Lattanzi: They don’t think that far ahead. I’m a member of the American Legion, and an at-large member of the VFW. These things are never discussed at meetings. There’s a certain attitude within VSOs that is defeating to veterans. When stuff goes wrong, people are going to complain. But they don’t really get out in front of it – and that’s confusing.

 

What will you be watching for as the MISSION Act is fully implemented?

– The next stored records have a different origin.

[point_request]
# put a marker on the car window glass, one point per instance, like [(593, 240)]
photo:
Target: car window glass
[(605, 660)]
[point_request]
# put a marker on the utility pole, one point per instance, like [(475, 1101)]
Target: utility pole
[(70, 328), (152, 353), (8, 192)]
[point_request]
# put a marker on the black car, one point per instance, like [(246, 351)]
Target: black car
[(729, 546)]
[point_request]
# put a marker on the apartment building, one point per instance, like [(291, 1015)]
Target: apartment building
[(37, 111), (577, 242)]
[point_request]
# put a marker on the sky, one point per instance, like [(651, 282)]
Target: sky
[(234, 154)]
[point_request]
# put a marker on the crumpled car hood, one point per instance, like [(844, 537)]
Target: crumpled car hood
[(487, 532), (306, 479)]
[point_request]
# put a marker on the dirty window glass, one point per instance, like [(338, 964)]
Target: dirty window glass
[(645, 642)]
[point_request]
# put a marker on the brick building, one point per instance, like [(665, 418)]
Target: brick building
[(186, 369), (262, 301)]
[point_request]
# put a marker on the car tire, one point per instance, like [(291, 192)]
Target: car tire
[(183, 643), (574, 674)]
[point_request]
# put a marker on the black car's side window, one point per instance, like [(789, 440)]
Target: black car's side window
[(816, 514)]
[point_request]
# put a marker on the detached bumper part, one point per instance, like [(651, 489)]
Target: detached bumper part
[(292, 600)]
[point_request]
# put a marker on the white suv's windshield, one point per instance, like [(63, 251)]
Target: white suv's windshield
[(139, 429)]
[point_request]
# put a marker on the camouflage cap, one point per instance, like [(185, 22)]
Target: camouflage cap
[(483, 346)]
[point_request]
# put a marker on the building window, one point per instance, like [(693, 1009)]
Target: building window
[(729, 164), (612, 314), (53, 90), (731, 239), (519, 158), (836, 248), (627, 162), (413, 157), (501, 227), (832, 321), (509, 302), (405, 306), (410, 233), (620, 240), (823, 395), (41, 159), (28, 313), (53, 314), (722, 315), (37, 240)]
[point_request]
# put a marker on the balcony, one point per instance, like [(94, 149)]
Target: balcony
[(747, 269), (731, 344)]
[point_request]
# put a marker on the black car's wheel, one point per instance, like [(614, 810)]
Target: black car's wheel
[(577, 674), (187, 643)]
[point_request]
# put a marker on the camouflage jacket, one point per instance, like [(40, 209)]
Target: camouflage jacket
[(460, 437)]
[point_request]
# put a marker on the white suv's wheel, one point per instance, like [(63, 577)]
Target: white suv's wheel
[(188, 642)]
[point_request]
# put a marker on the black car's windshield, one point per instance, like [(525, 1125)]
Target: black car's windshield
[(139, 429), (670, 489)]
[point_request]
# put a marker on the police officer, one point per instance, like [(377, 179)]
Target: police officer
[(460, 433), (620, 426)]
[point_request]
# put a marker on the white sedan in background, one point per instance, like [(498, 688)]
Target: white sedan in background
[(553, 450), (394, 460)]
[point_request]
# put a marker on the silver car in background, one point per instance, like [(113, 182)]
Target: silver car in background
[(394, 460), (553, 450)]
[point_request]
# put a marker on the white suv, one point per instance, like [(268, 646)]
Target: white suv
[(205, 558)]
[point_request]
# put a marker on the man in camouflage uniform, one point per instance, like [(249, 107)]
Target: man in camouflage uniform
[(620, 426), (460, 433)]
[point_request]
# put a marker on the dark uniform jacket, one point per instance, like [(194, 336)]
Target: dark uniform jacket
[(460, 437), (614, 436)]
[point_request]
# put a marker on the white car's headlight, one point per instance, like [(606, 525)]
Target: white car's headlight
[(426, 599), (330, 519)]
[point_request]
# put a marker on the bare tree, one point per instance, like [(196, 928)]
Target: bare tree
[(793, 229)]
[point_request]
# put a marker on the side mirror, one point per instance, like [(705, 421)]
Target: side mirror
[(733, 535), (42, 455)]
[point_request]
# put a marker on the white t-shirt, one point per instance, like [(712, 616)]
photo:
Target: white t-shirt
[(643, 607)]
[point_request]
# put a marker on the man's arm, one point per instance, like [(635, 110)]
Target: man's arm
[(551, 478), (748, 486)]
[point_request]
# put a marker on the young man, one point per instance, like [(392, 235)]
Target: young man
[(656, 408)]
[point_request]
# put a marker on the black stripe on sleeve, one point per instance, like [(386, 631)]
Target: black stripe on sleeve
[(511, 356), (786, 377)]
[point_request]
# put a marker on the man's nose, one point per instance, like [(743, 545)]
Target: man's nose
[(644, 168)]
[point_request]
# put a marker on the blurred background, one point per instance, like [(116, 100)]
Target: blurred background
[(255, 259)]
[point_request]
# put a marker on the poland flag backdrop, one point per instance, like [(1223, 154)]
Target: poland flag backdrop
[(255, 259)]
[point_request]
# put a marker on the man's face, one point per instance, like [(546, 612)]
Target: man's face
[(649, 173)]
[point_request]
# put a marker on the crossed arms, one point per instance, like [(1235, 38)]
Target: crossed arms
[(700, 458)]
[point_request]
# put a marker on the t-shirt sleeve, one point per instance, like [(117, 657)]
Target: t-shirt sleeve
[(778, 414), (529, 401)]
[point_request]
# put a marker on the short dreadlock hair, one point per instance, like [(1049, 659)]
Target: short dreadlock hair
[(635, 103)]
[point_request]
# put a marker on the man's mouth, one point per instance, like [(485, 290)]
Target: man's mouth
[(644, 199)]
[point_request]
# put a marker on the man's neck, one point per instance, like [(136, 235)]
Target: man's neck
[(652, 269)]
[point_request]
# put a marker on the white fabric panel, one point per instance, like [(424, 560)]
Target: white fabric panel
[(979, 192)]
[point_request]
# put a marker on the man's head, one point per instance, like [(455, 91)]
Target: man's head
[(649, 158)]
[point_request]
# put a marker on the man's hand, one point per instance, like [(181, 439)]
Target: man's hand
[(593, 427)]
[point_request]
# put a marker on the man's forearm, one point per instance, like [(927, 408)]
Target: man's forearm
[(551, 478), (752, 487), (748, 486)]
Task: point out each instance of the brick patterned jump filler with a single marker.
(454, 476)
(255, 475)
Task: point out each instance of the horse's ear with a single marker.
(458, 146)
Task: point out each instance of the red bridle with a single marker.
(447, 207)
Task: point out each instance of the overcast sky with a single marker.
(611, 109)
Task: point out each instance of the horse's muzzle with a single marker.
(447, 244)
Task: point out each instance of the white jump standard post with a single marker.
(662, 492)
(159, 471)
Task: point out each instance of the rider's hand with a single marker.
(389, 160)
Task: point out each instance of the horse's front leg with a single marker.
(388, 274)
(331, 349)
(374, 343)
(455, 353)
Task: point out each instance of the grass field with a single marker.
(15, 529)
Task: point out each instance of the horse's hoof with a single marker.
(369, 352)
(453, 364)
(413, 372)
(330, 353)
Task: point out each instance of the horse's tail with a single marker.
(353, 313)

Lemle: I think there are four main takeaways here: First – the VA MISSION Act could easily lead to a privatization of veterans healthcare. VHPI has written about the VA’s active, ongoing campaign to deny that privatization is occurring. But by any common definition privatization is what’s happening. It’s important to understand the danger of funds flowing out of the VHA permanently, even while it’s being denied. Second – it is important to make sure to correctly identify who is to blame when there are problems and difficulties. We must be careful not to blame the VA providers and staff and even the VA system, without cause. The MISSION Act was imposed by vested outside interests. Federal workers are doing what they have been asked to do. The blame for the problems should be assigned to those leaders who set up an impossible task. Third – There is a danger in willingly accepting lower standards from community providers of eroding the hard-won, high quality standards inside the VA.– If VA providers are supported to do the ethical and professionally responsible thing of telling veterans that it is in their medical best interest to get care in the VA when the quality of care in the community is lacking, then I would feel more optimistic. Lastly, is a big unanswered question. Although there are some set-aside funds for Community Care, no one has an answer to where more funds will come from when these are used up. The probability is the VHA will have to draw from funds for existing staffing and programs, or there will be a reduction in veterans’ benefits – neither of which veterans want or deserve.

 

Gordon: Given the data that we have on practitioners adhering to best practices when people are tired and burnt out, and overworked, I fear VA providers will not get into contentious discussions with veterans about what’s in their best medical interest. Because they don’t want to erode their relationships with their patients. We have a lot of data that prescriptions of antibiotics increase when providers are tired because they’re tired and hungry and it’s the end of the day.

 

I predict, I wish I were wrong, but I predict that many VA providers will just say ‘You know what? I don’t care where you get a colonoscopy, I just care that you get it. And I’m not going to fight with you about it.”

 

It’s going to get tiring for people to have this discussion if it’s necessary over and over again. And you know, this whole idea of having providers discuss with you where you should be getting care is ridiculous. When I’m with my gastroenterologist, he doesn’t spend his precious time with me comparing his services to other doctors near me. His time is spent on telling me why I need a colonoscopy and what to expect. Only in this double standard world do we have this imposed on the VA. And if providers are discussing where the veteran should get care, they’re not talking with the veteran about their anxiety or about how to take their medication or their suicidal ideation.

 

Another one of the real dangers of this program is the information that we will lose about veteran conditions. The VA was able to recognize PTSD and Agent Orange and burn pits, not only because veterans pushed them to do so, but also because clinicians had pattern recognition.

 

And we’re going to lose the ability to identify the next Military Sexual Trauma (MST) or Burn Pits or PTSD because veterans are going to be scattered across the private sector. I think that’s partly the intent, actually. If you lose the information, then you’re not responsible for the conditions that the information brings to light. And then the taxpayer and the government is not responsible for the real costs of war.

 

Lattanzi: Who is going to track this falling apart? I don’t see anyone but VHPI. Unfortunately, there will likely be some pretty bad instances and experiences from veterans before anybody wakes up to the shortfalls of MISSION. I hope it’s not before the VA is actually gone.